Heavily armed French riot-police guarded bulldozers tasked with clearing sections of the makeshift Calais migrant camp two days after activists burned down two vehicles in protest at new permanent housing
Under heavy police guard, bulldozers on Monday started demolishing sections of “the Jungle” refugee camp in Calais that was home to an estimated 1,600 people.
British charities and volunteers from around the world had been working around the clock to remove shelters and salvage families’ possessions ahead of the clearance operation.
French authorities are clearing hundreds of tents set up 100 metres from a busy motorway – the scene of clashes between police and migrants hoping to sneak onto a truck and cross the Channel to Britain via the port.
At first, migrants and refugees were told to leave eviction the area by Friday but the deadline was pushed back following requests by charities for more time.
The clearance operation, which local associations said was proceeding “calmly” came two days after bulldozers were burnt, amid widespread refusal by the refugees to move into a new container camp.
The blaze saw vehicles parked on the edge of the camp completely destroyed on Friday night.
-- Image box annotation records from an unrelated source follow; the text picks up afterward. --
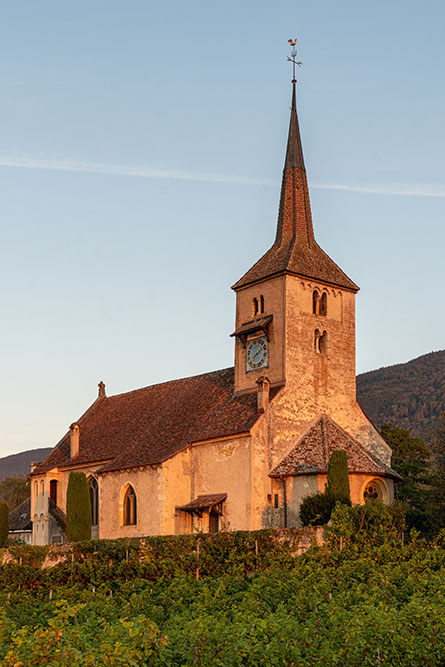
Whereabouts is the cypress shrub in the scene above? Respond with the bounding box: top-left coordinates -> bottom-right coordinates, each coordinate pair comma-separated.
300,491 -> 335,526
66,472 -> 91,542
0,501 -> 9,547
326,449 -> 351,505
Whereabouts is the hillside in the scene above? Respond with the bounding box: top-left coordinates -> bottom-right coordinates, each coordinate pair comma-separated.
0,350 -> 445,482
0,447 -> 52,482
357,350 -> 445,438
Several of the first containers put in place last week were scrawled with slogans such as “F— Cameron” and “F— government,” and “Gas Chamber”, sparking rumours that British No Borders activists were behind the arson.
There have been no arrests.
French authorities have said they plan to destroy the tents or makeshift huts of an estimated 1,600 people, roughly a third of up to 5,000 migrants who are using the camp as a base while they attempt to cross the reach the UK.
The French government wants those evicted to move into converted shipping containers that have been equipped with heating, electricity and a hi-tech entry code system.
But many migrants are reluctant to leave the tents, cafés and shops they have set up in the Jungle, and are suspicious about the new camp, which is surrounded by barbed wire and requires a fingerprint scan to come and go.
Monday’s clearance was just the beginning of a two-week operation, with the local state prefect saying that the aim was for police to better be able to see migrants who leave the camp and try and reach the closed port-bound motorway.
The calm scenes were a huge improvement on a similar demolition in November, when police used tear gas and batons to remove refugees at 7am, leaving them no time to move out.
The operation came as David Cameron was urged to act on the “humanitarian crisis” in the Calais Jungle by Game Of Thrones actress Oona Chaplin, who has spent time volunteering in the camp.
Ms Chaplin, granddaughter of Charlie Chaplin, told the Prime Minister he should visit the camp and speak to refugees, after she attended a memorial service in London.
At the same time, a London court heard that four young Syrian refugees living in the Jungle should be reunited with their families in Britain and escape the “living hell” of the Calais refugee camp.
The four young men, who cannot be named for legal reasons, are facing “intolerable” conditions and should not stay in the sprawling camp another day, lawyers argued.
The men, including three teenagers, all have siblings, legally living in Britain.
The Home Office has turned down their applications, but in a case that could hold important legal implications for many other refugees wanting to cross the channel from Calais, they have applied for the British Government to immediately take up their asylum cases, bypassing the French authorities.
This would allow them to live in Britain while their claims are considered.